Santa Fe Moon
It's a chilly New Year's Eve
in California's Central Valley and in 30 minutes a new year will sweep
across the Western time zone resulting in an audible din echoing down every
street within earshot.
It's December 31, 1990
and a full moon a' risin'. It's the second full moon to appear this month,
thus qualifying it as an official "Blue Moon." According to t.v. reports,
a Blue Moon occurring on a New Year's Eve is a rare event, as rare as The
Pope in a Protestent church.
Seen with this rare Blue
Moon is the main subject of this photo: Santa Fe B23-7 No. 6356, a 2,250
hp product of General Electric delivered to the Santa Fe Railway in 1978.
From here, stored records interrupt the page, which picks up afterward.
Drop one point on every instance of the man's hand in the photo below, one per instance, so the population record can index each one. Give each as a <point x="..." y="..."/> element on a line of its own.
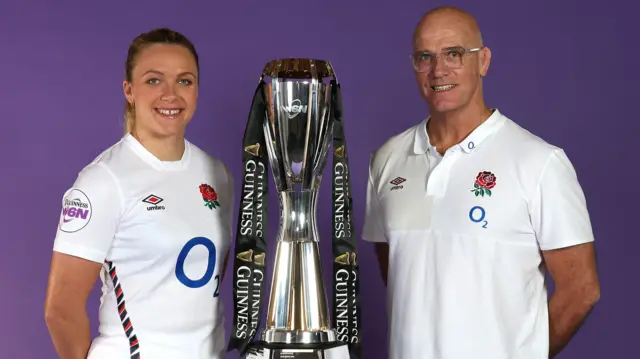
<point x="577" y="289"/>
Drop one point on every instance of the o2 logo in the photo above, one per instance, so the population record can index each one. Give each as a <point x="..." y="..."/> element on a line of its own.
<point x="477" y="215"/>
<point x="211" y="266"/>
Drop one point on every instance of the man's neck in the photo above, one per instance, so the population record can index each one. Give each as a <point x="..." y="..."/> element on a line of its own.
<point x="450" y="128"/>
<point x="164" y="148"/>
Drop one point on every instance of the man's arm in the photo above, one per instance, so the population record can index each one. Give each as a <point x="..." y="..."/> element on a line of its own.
<point x="577" y="290"/>
<point x="382" y="252"/>
<point x="561" y="221"/>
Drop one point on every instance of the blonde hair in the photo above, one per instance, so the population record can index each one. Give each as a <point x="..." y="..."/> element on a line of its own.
<point x="155" y="36"/>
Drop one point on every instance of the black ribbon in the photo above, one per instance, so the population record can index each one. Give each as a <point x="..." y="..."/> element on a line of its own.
<point x="250" y="247"/>
<point x="249" y="260"/>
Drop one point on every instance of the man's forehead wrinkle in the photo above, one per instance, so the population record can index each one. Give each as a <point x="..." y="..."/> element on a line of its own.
<point x="448" y="22"/>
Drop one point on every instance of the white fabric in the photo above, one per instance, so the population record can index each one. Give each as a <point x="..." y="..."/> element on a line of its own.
<point x="465" y="273"/>
<point x="148" y="273"/>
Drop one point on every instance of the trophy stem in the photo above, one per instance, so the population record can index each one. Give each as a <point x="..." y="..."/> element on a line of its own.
<point x="298" y="312"/>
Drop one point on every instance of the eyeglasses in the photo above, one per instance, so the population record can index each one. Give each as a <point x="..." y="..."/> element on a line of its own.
<point x="423" y="61"/>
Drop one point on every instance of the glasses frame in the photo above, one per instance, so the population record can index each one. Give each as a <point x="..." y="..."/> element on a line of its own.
<point x="439" y="55"/>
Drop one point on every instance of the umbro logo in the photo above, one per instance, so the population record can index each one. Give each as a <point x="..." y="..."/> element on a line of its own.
<point x="397" y="183"/>
<point x="153" y="200"/>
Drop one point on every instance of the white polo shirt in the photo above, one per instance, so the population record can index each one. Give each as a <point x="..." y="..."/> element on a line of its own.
<point x="465" y="273"/>
<point x="162" y="244"/>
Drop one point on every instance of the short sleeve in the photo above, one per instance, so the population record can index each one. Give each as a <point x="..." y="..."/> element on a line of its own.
<point x="373" y="230"/>
<point x="90" y="213"/>
<point x="559" y="211"/>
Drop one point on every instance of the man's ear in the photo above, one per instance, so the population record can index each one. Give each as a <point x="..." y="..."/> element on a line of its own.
<point x="485" y="61"/>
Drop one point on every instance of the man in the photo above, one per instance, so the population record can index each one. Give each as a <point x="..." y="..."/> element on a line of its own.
<point x="467" y="210"/>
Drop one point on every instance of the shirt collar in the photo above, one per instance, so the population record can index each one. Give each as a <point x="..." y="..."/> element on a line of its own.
<point x="422" y="144"/>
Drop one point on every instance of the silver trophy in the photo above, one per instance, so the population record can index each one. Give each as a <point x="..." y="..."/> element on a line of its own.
<point x="298" y="127"/>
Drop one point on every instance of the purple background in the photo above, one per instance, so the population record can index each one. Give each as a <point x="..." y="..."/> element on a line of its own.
<point x="567" y="71"/>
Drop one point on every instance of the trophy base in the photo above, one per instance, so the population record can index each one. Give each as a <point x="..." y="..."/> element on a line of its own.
<point x="334" y="350"/>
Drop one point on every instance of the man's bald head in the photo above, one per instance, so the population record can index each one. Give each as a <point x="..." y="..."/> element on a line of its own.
<point x="451" y="20"/>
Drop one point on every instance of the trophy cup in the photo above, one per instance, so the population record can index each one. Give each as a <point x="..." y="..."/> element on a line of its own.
<point x="294" y="119"/>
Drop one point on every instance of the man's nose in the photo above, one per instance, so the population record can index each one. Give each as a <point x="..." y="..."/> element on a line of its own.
<point x="439" y="68"/>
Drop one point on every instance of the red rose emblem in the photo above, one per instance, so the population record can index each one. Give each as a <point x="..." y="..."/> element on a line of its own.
<point x="485" y="181"/>
<point x="209" y="196"/>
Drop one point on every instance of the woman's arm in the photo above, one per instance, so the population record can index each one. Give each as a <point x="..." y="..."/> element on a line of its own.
<point x="71" y="279"/>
As locomotives go, it's not particularly noteworthy. The B23-7 pioneered
no new technology, didn't break any sales records at G.E. and wasn't even
all that reliable!
But
here it is: at Riverbank, California, on a New Year's Eve. A portrait of
a roadswitcher, a blue-collar locomotive at rest on a quiet holiday evening
with a Blue Moon shining overhead. In five years time the Santa Fe will
merge with the BNSF and in 2003, the classic Santa Fe depot (in the second
photo) will be destroyed by fire.
What this photo doesn't
show is the passionate New Year's kiss this photographer received upon
returning home.
Photo Details
Shot with a Nikon
FM2 using a 24mm Nikkor lens. The moon was exposed first, handheld at 1/125th
at f5.6. The camera was then mounted on a tripod and positioned for the
main photo, exposed for 10 seconds at f5.6.